Is Obama Our Chamberlain?

The Wages of Appeasement: Ancient Athens, Munich and Obama’s America
Discussion and book signing with the author, Bruce S. Thornton

May 16, 2011
Skirball Cultural Center
Los Angeles, California

British Prime Minister Neville Chamberlain, who famously returned from a Berlin conference with Hitler and announced appeasement in our time, may be history’s poster boy for political impotence and naïveté. But in the new book, The Wages of Appeasement: Ancient Athens, Munich, and Obama’s America, Bruce S. Thornton notes that the temptation to placate an enemy seeking one’s destruction is “as old as conflict itself.”
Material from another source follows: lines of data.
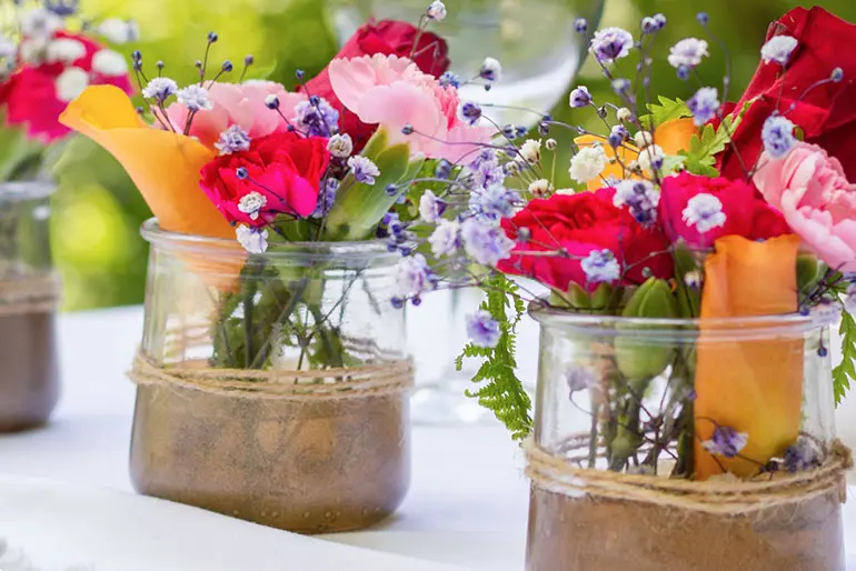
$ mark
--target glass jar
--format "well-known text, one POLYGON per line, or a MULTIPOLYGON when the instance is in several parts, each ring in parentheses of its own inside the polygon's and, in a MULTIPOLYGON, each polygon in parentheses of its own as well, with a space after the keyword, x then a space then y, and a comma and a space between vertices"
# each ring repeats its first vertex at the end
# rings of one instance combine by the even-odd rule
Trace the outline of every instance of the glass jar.
MULTIPOLYGON (((335 0, 330 2, 339 38, 346 40, 375 18, 415 22, 429 1, 335 0)), ((502 79, 490 91, 476 83, 462 86, 461 100, 499 106, 522 106, 549 111, 564 96, 586 57, 588 46, 574 31, 586 18, 597 29, 605 0, 458 0, 430 30, 449 44, 451 71, 461 78, 478 74, 486 57, 502 64, 502 79), (537 33, 532 33, 537 30, 537 33)), ((498 124, 535 124, 539 113, 485 109, 498 124)))
POLYGON ((409 484, 397 257, 369 242, 247 254, 149 220, 130 471, 138 491, 302 533, 361 529, 409 484))
POLYGON ((845 570, 828 328, 530 313, 528 571, 845 570))
POLYGON ((0 432, 47 422, 59 400, 60 282, 42 182, 0 184, 0 432))

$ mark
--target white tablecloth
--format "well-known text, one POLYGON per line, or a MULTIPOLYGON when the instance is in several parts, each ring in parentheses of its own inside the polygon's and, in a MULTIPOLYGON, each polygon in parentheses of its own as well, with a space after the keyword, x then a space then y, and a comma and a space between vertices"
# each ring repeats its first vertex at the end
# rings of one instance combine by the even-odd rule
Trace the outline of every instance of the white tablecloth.
MULTIPOLYGON (((140 308, 62 315, 64 393, 54 421, 0 437, 1 473, 131 490, 127 455, 135 388, 125 371, 141 325, 140 308)), ((528 340, 521 351, 536 353, 534 343, 528 340)), ((529 357, 525 362, 534 365, 529 357)), ((412 468, 410 492, 394 518, 369 531, 325 539, 474 571, 522 570, 528 484, 520 451, 501 427, 417 427, 412 468)), ((856 554, 854 508, 852 502, 845 511, 856 554)))

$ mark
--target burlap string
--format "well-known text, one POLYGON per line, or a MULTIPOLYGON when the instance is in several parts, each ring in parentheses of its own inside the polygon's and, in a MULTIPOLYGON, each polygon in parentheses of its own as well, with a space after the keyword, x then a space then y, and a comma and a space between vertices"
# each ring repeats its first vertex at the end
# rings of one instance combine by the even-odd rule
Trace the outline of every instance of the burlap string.
POLYGON ((61 300, 62 283, 54 273, 0 280, 0 315, 53 311, 61 300))
POLYGON ((128 377, 137 384, 181 387, 242 399, 360 399, 400 393, 414 385, 410 360, 310 371, 209 369, 205 362, 160 367, 137 352, 128 377))
MULTIPOLYGON (((588 447, 587 443, 584 445, 588 447)), ((839 440, 833 442, 826 462, 816 470, 727 482, 697 482, 579 468, 545 452, 531 439, 524 444, 524 450, 528 461, 527 475, 534 485, 547 491, 570 498, 634 501, 723 515, 798 503, 833 490, 844 502, 845 471, 853 467, 850 450, 839 440)))

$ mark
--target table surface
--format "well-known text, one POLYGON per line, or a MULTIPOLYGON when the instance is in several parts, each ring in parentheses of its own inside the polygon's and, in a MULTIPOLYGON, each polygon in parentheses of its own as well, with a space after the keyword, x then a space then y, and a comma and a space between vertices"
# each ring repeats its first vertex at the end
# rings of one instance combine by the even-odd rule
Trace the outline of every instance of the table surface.
MULTIPOLYGON (((125 371, 141 327, 139 307, 60 318, 64 392, 54 420, 0 437, 1 473, 132 491, 127 457, 135 387, 125 371)), ((371 530, 324 539, 474 571, 520 571, 528 484, 508 433, 498 424, 415 427, 412 437, 411 487, 397 514, 371 530)), ((853 502, 845 522, 856 555, 853 502)))

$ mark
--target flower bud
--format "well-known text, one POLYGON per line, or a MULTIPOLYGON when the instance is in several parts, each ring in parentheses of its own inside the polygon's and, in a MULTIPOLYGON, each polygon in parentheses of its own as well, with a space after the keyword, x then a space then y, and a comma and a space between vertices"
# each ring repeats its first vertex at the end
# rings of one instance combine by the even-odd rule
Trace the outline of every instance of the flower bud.
MULTIPOLYGON (((650 278, 630 297, 621 312, 625 318, 674 319, 678 317, 675 294, 666 280, 650 278)), ((619 325, 615 339, 618 369, 629 381, 647 381, 660 374, 675 357, 675 347, 663 340, 647 340, 651 325, 619 325)))

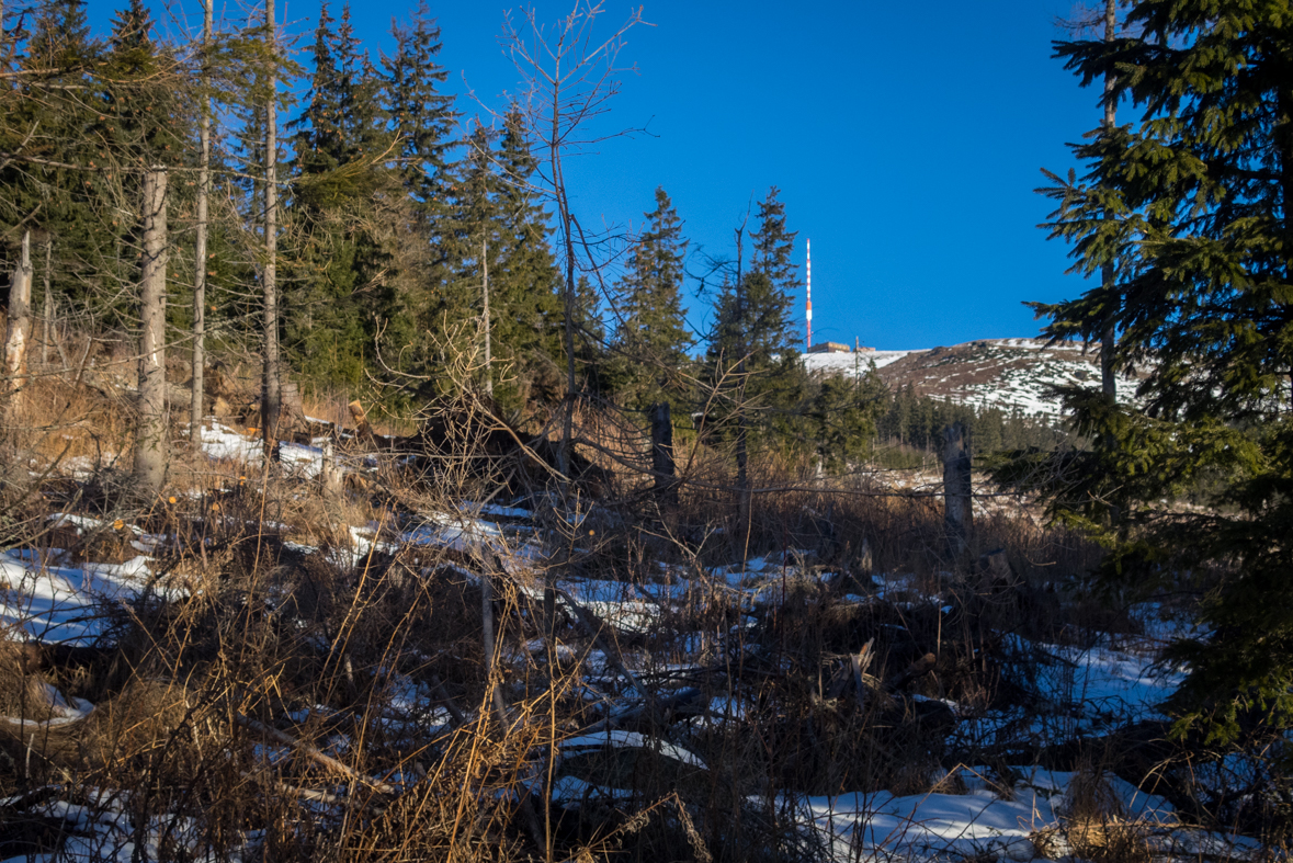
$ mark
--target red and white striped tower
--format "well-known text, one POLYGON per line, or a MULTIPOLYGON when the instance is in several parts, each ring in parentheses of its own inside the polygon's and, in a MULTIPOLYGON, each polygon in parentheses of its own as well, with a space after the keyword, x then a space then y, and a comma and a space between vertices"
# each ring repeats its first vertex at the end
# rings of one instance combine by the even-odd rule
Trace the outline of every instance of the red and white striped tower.
POLYGON ((807 336, 807 344, 804 345, 804 353, 807 353, 812 350, 812 240, 804 240, 804 243, 808 248, 808 291, 807 291, 808 336, 807 336))

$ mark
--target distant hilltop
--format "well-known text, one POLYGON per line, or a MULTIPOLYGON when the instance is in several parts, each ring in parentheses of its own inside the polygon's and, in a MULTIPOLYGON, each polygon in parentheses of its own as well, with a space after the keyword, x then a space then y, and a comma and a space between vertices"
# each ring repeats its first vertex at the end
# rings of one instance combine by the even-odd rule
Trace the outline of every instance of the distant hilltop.
MULTIPOLYGON (((824 342, 834 346, 835 342, 824 342)), ((1047 346, 1038 338, 983 338, 924 350, 817 350, 802 354, 804 367, 821 375, 861 375, 871 363, 891 389, 906 386, 932 398, 975 407, 996 407, 1029 416, 1060 417, 1050 388, 1099 386, 1099 351, 1081 344, 1047 346)), ((1130 402, 1139 381, 1118 379, 1118 399, 1130 402)))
The book assesses three notable examples of societies’ futile, disastrous responses to the aggression of determined enemies: the Greek city-states threatened by the shrewd Philip II of Macedon, England confronted by Hitler, and now the West’s clash of civilizations with “a renascent Islamic jihad and its most powerful state sponsor, Iran.” Its message couldn’t be more timely and vital.

Front Page contributor Bruce Thornton is a professor of classics and humanities at California State University in Fresno. A National Fellow at the Hoover Institution, he’s the author of Decline and Fall: Europe’s Slow-Motion Suicide, Greek Ways: How the Greeks Created Western Civilization, six other books, and numerous essays on Western culture.